1) It would make the seatless cars nearly useless in non-rush-hour service. People will be OK with standing if they were going to have to stand anyway (rush hour, 3rd of July, etc.) but will NOT be happy about standing on a random weekday evening or Saturday.

2) CTA floated the (IMHO, sensible) idea of NYC-style longitudinal seating on some cars and it got shot down by the riding public, who seemed to take the position of "not one seat less!". (As if they weren't going to end up standing at rush hour anyway. :rolleyes: ) But if you suggest no seats, people complain vehemently, and you float the longitudinal seating as a compromise, then... ;)

3) It's a concrete means of showing (not just telling -- the ones who count don't seem to care, and the ones who care don't seem to count) the Powers that Be that CTA really needs the capital for new cars, that ridership is making new cars not just a nice-to-have but a must-have.

Actually, let me rephrase my "not serious" assessment above.

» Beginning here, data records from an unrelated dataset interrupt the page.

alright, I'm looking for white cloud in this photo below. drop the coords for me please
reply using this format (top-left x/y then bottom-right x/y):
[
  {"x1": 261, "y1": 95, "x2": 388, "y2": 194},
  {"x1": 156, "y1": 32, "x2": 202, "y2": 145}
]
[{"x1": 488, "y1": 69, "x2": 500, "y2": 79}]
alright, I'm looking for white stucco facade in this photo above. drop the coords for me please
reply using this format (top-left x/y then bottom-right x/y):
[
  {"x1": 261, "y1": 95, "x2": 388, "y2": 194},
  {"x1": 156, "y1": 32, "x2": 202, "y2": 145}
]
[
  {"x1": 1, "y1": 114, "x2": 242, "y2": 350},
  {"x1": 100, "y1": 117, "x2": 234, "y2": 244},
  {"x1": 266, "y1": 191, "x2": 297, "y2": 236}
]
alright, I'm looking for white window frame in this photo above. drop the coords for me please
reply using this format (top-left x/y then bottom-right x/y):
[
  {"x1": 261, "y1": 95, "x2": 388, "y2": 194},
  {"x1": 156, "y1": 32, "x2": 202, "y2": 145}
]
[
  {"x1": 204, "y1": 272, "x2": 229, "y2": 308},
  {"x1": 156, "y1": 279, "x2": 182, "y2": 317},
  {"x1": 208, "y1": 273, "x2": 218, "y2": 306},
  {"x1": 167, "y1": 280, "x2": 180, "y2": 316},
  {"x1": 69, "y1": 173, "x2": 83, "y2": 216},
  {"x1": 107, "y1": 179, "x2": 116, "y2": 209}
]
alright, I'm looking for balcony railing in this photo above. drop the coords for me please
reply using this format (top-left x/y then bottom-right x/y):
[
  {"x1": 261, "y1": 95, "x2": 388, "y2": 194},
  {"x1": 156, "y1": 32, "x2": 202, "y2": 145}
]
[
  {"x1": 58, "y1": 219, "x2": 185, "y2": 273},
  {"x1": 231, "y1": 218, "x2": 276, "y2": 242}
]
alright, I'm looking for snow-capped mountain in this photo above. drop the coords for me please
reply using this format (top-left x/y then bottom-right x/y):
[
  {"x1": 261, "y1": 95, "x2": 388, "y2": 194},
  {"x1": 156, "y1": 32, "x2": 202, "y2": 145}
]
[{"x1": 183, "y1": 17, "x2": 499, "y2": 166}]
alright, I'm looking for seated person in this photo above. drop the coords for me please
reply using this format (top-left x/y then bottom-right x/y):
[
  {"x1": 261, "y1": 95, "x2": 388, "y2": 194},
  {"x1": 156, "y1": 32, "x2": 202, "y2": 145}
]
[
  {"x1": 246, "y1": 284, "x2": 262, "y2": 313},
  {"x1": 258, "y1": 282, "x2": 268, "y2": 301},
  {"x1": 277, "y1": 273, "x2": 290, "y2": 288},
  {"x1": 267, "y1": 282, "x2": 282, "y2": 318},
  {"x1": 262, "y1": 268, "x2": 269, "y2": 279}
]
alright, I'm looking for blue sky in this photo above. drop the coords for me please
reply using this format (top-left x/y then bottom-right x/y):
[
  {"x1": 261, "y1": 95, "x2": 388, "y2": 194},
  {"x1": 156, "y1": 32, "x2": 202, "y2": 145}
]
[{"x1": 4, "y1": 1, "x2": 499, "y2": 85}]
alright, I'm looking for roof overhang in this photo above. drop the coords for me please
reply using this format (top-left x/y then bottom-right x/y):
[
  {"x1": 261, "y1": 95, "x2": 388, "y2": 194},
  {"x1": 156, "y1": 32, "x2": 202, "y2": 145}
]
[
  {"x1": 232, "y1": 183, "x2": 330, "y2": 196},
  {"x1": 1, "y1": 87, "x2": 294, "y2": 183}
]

I think this is exactly like the fare increases and service cuts: something CTA doesn't actually want to do, but is floating in hopes of impressing the need for alternative action, whether the longitudinal seating or capital funding. It's not an idle threat, though: put the alternative off long enough, and they may do it.
 
I used to work for a guy who had all his staff meetings in a room with no chairs or tables. The meetings were always over real quick!
 
1) It would make the seatless cars nearly useless in non-rush-hour service. People will be OK with standing if they were going to have to stand anyway (rush hour, 3rd of July, etc.) but will NOT be happy about standing on a random weekday evening or Saturday.
But aren't there fewer cars run in non-rush-hour service? If only some of the cars are seatless, they could probably be rush hour only cars.
 
Cattle prods to assist in passenger movement are coming next.
Or more humanely possibility- famed pushers from Japan.
There are cars with only fold-down seats along the walls that I have seen in Tokyo. They are essentially seatless during rush hours, but at other times the fold down seats are used.